We hope that a voluntary approach will encourage broader participation by providers. And because there is so much opportunity for savings we should be able to truly bend the curve. All that's needed is to close a few hospital beds!!

Anonymous said...

The above comment was from Elliott. The comment box closed before he could type his name!

Anonymous said...

Oh wait, actually this is his post, which he sent me by email because the other one didn't get through.
Paul

Our current thinking -- and the current approach of the Medicare demonstration project -- is to use a target that does not penalize groups for exceeding it. There are several reasons to favor this approach. First, because there is no lock-in of patients, or even an incentive for them to remain within the network, the physicians within the group have little control over where they seek care (although the evidence suggests that most care is provided "within" the group). Second, physician groups or physician-hospital networks are not widely prepared to manage risk, which a firm target would require. We believe that a soft-target, voluntary approach is more likely to attract broad participation by physicians.

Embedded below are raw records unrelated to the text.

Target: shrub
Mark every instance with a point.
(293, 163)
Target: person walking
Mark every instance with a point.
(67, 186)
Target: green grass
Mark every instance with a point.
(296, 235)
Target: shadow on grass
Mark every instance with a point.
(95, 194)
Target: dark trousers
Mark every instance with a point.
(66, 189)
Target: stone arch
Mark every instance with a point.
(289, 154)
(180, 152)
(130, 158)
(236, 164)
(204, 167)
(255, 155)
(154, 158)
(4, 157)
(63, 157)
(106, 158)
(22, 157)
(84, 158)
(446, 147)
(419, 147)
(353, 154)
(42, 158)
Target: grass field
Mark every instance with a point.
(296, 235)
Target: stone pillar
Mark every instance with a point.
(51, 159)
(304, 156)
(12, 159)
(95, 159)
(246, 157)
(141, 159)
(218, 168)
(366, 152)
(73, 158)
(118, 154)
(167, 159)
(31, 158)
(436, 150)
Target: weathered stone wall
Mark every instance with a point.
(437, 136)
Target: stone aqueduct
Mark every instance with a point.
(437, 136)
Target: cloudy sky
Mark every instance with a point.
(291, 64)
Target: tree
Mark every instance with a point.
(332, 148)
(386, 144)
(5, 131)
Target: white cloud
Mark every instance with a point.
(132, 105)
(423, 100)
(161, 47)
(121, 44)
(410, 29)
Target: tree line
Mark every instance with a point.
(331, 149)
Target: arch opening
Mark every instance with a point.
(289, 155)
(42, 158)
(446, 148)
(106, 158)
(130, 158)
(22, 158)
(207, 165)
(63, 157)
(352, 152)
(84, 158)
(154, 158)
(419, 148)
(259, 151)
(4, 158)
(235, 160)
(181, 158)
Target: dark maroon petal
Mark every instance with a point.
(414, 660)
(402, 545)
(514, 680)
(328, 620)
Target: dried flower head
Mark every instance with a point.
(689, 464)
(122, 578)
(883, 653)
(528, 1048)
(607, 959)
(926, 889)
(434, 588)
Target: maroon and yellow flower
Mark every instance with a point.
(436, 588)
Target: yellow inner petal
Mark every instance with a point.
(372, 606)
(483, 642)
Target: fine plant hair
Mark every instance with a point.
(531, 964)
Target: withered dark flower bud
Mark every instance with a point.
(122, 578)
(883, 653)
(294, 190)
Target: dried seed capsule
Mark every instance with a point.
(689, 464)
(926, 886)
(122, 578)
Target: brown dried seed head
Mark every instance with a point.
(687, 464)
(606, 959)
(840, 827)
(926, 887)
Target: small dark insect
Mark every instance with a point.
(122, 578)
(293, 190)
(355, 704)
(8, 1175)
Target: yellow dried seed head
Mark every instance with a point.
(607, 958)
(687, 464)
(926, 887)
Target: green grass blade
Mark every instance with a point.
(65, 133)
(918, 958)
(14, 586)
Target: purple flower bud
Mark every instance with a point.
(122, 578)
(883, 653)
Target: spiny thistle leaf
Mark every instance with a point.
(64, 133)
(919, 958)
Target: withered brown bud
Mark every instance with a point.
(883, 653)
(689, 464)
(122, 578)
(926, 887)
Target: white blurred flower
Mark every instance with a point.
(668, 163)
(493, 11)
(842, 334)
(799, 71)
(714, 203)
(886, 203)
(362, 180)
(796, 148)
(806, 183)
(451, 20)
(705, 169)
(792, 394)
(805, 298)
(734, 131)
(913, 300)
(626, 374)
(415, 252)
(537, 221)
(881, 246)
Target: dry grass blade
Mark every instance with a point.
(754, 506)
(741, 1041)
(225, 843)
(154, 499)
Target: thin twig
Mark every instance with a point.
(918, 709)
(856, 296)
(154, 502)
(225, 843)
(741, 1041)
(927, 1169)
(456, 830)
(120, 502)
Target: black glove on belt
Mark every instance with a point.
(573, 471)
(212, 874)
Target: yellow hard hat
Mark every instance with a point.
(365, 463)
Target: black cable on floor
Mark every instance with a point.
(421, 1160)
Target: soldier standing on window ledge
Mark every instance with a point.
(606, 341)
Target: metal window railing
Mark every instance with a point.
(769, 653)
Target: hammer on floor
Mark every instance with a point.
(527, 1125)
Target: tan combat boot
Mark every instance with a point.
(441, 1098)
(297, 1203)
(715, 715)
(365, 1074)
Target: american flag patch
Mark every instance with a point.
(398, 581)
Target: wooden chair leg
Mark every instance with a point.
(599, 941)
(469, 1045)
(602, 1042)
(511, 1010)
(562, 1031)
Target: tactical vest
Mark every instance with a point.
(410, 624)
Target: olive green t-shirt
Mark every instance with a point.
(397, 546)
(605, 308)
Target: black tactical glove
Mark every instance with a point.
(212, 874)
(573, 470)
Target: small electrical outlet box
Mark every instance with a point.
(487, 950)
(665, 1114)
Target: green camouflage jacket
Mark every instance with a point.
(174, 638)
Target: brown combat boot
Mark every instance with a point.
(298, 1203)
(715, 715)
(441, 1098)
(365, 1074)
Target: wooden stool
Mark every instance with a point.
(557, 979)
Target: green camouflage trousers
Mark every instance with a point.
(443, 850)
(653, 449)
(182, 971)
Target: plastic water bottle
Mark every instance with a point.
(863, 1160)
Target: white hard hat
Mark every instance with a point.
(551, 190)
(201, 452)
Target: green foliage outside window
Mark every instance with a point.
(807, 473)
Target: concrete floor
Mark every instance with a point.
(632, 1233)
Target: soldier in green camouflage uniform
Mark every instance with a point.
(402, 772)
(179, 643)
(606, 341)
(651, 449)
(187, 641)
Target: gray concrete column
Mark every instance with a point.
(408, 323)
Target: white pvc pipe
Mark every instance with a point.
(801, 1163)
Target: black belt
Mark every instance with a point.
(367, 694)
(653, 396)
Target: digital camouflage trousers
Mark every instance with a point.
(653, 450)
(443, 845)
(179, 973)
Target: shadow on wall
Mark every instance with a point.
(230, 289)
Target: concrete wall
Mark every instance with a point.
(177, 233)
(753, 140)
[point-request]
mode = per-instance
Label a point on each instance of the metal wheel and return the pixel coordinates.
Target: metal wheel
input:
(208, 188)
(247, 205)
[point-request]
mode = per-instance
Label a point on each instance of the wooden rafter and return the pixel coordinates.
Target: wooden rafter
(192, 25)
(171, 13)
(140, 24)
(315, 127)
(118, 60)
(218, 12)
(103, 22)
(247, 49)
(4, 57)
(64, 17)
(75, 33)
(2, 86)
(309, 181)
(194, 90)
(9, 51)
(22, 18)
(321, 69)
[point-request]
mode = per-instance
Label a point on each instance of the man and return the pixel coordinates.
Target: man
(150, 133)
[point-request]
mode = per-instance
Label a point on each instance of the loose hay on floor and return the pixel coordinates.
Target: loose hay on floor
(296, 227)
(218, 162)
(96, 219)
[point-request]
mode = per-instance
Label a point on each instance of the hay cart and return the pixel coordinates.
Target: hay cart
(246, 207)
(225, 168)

There are likely to be several keys to success: having all payers involved so that the provider organization has a strong incentive to actually save (rather than reducing utilization in the patients under shared savings while increasing utilization in others!); a multiyear commitment that encourages strategic moves (converting acute care beds to nursing beds and allowing a few high-cost physicians to retire without being replaced); and, perhaps, linking the shared savings program to other innovations -- the medical home model, for example.

But we have lots to learn about how best to do this. Experimentation and evaluation will be important.
Elliott Fisher

Anonymous said...

Ever since training in Six Sigma and Lean Kaizen, I've tried to make standardization my mantra. I've been impressed, however, at how variations in patient expectations profoundly influence provider behavior. We shouldn't be surprised- eating patturns, exercise habits, demand for consumer goods and political views all vary among people, even across regions, so why wouldn't demand for health care vary similarly? Because response to illness is influenced by cultural factors, a component of the variation and many of the "medical myths" represent physicians and patients dancing to the same beat. People are unlikely to accept changes that push up against their expectations.